Chez Céline, une adresse où la cuisine évolue au rythme des saisons et des produits locaux. | Photo par Lauren Théodet

EcoMeter a pour but de mesurer leur gaspillage alimentaire et leurs déchets d’emballage grâce à un système spécifique permettant de calculer la quantité de déchets solides détournés des sites d’enfouissement. Cela permet d’identifier précisément les principales sources de gaspillage dans leur fonctionnement, puis de proposer des solutions adaptées pour améliorer leur impact environnemental tout en réduisant leurs coûts.

Pour l’instant, EcoMeter est en phase pilote et teste son système auprès du restaurant Delina, à Chinatown. « À terme, nous aimerions que la plateforme permette aux utilisateurs d’identifier facilement les restaurants durables en ville », ambitionne Ewan McNeil.

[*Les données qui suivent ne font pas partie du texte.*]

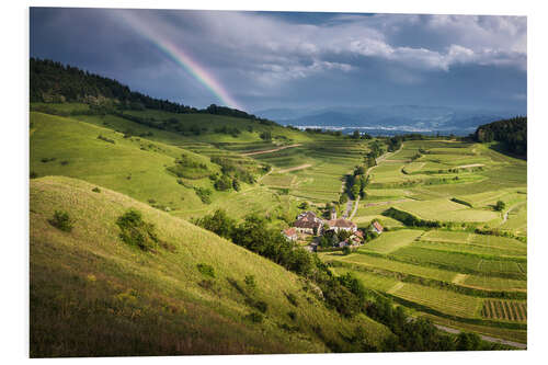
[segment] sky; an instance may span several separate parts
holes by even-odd
[[[184,105],[526,114],[525,16],[31,8],[30,54]]]

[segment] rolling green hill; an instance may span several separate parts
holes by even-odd
[[[327,309],[311,283],[266,259],[94,187],[31,181],[32,357],[356,351],[347,339],[358,328],[370,345],[389,333]],[[155,251],[121,239],[129,208],[155,225]],[[50,224],[55,210],[71,231]]]

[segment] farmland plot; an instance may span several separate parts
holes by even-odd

L’un des grands enjeux identifiés par l’équipe d’EcoMeter est le greenwashing. La désinformation est omniprésente, et les restaurateurs manquent souvent de ressources pour identifier ce qui est réellement durable.

Jean-Christophe Poirier signe avec St. Lawrence et Chez Celine un hommage profondément personnel à ses racines québécoises et à la cuisine française classique. | Photo de St Lawrence

« Certains établissements se tournent vers des plastiques dits “compostables”, comme le PLA (acide polylactique) », explique le chef de projet. « Mais à Vancouver, les installations de compostage ne sont pas adaptées pour traiter ce matériau. Résultat : il ne se décompose pas correctement, se fragmente en microplastiques et contamine le compost. »

De manière générale, devenir réellement durable demande du temps, des connaissances et des efforts importants. Il ne suffit pas d’avoir de bonnes intentions :
sans les bonnes informations, certaines initiatives peuvent même être contre-productives.